The Refugee

By the beginning of the fourth and final corporate war in the late 2100s, much of the planet had been reduced to dust and machine wreckage. The destruction unleashed by the weaponry and nanobots of the third war had seen to that. Little life grew from the cracked, barren earth, and enormous waste piles, some the size of countries, dotted the continents. Yet even in this desolation, remnants of civilian populations, cyborgs, and sentient robots banded together to build communities and scrap-towns in the waste. They lived by scavenging, and it was no easy life. However, many were still able to make this existence work, achieving for the first time in centuries a semblance of true peace. That was, at least until the fourth corporate war began.
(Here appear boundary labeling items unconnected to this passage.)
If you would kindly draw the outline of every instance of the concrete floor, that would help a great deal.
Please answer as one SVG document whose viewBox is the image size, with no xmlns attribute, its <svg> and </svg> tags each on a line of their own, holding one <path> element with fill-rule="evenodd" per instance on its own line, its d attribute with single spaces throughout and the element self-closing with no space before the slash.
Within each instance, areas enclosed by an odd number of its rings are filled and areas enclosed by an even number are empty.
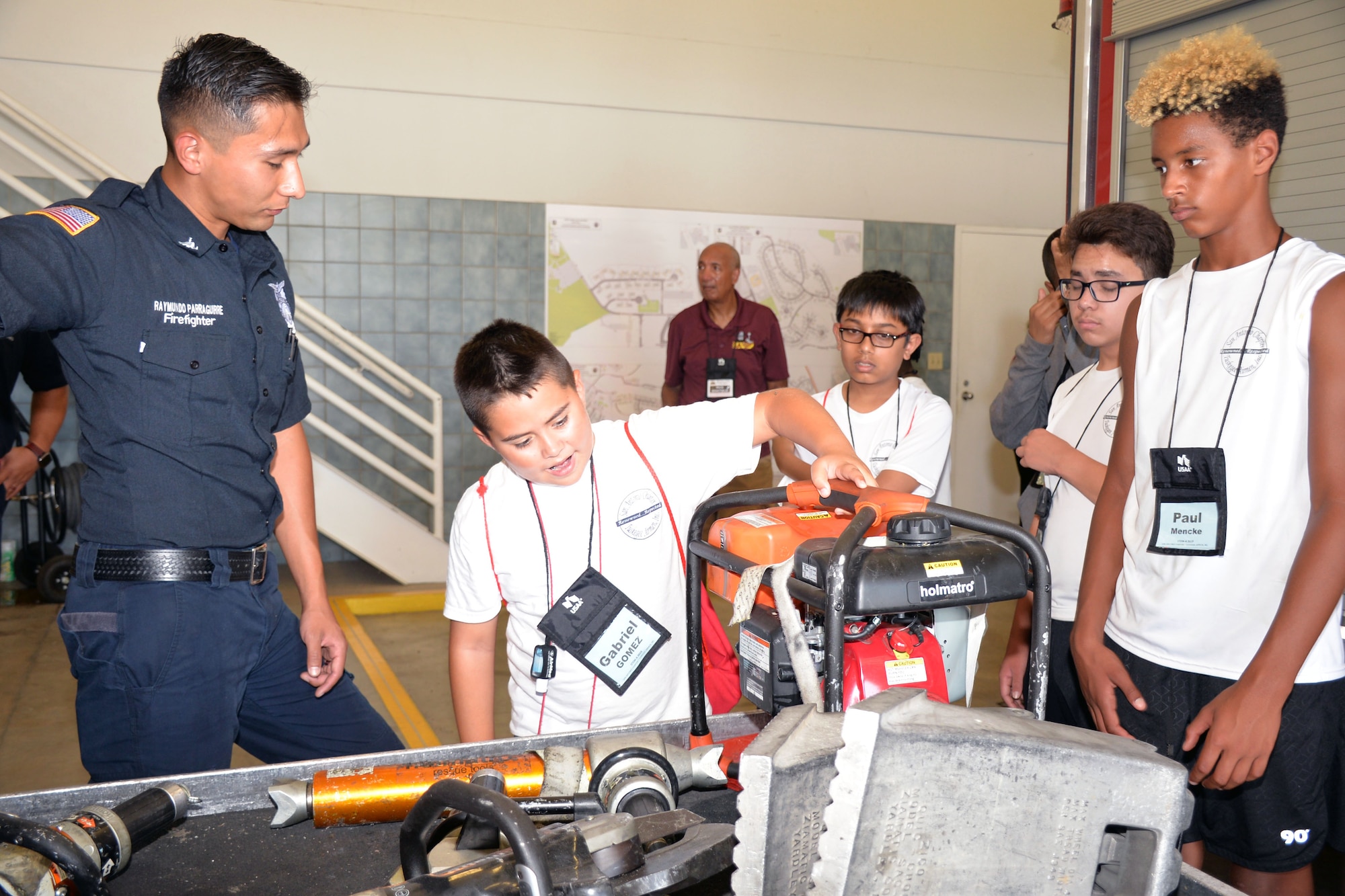
<svg viewBox="0 0 1345 896">
<path fill-rule="evenodd" d="M 281 566 L 281 591 L 286 603 L 299 611 L 293 581 Z M 364 593 L 398 593 L 424 591 L 402 587 L 362 562 L 330 564 L 328 592 L 332 597 Z M 730 607 L 714 601 L 724 622 Z M 66 647 L 56 630 L 61 607 L 36 603 L 35 592 L 19 592 L 17 603 L 0 607 L 0 794 L 48 787 L 67 787 L 89 780 L 79 763 L 75 733 L 75 681 L 70 674 Z M 991 608 L 989 631 L 982 647 L 981 670 L 974 690 L 976 705 L 998 705 L 995 683 L 998 658 L 1007 638 L 1009 604 Z M 448 620 L 438 612 L 404 612 L 360 616 L 360 623 L 401 681 L 416 708 L 440 743 L 457 740 L 453 701 L 448 689 Z M 495 662 L 496 701 L 495 729 L 508 732 L 508 698 L 504 666 L 504 618 L 499 626 Z M 730 638 L 736 639 L 732 631 Z M 347 667 L 370 704 L 393 722 L 393 714 L 371 686 L 370 674 L 350 651 Z M 751 709 L 746 700 L 737 709 Z M 394 724 L 395 729 L 395 724 Z M 234 747 L 234 767 L 260 764 L 243 749 Z"/>
<path fill-rule="evenodd" d="M 425 587 L 401 587 L 363 562 L 330 564 L 328 591 L 332 597 L 424 592 Z M 281 566 L 281 591 L 286 603 L 299 611 L 293 581 Z M 0 605 L 0 794 L 66 787 L 87 782 L 79 763 L 75 735 L 75 681 L 70 675 L 66 648 L 56 630 L 58 605 L 36 603 L 36 592 L 19 592 L 15 605 Z M 714 601 L 724 622 L 732 608 Z M 1013 604 L 993 604 L 981 663 L 972 690 L 972 705 L 999 704 L 998 671 L 1009 636 Z M 495 682 L 496 732 L 508 732 L 508 698 L 504 666 L 504 626 L 499 626 Z M 369 634 L 386 666 L 393 671 L 414 709 L 440 743 L 457 740 L 453 702 L 448 687 L 448 620 L 437 611 L 362 615 L 359 623 Z M 737 632 L 730 631 L 730 639 Z M 347 667 L 370 704 L 397 729 L 393 713 L 371 686 L 371 675 L 350 652 Z M 752 709 L 745 700 L 736 709 Z M 234 767 L 260 764 L 234 747 Z M 1319 896 L 1345 895 L 1341 857 L 1326 850 L 1315 864 Z M 1227 866 L 1208 868 L 1224 877 Z"/>
</svg>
While the corporate superpowers that still existed now focused mostly on extraplanetary pursuits, they still held interests on earth. Militaristic corporate city states and their heavily armed outposts battled each other across thousands of miles of wastelands, and their hellfire missiles and plasma cannons transformed an already ravaged landscape into bubbling slag. The scrap-towns were forced to evacuate, and while most cyborgs and human survivors were killed off by radiation weapons, many resilient robot refugees managed to endure and escape the crossfire. The most intelligent of these constructed new bodies out of the broken machinery around them, vessels designed for the long, hard journey to safer lands: the refugee models. Into these tough, rusted frames the robots would transfer their electronic minds before tossing their rucksacks over their metal shoulders and beginning the long walk.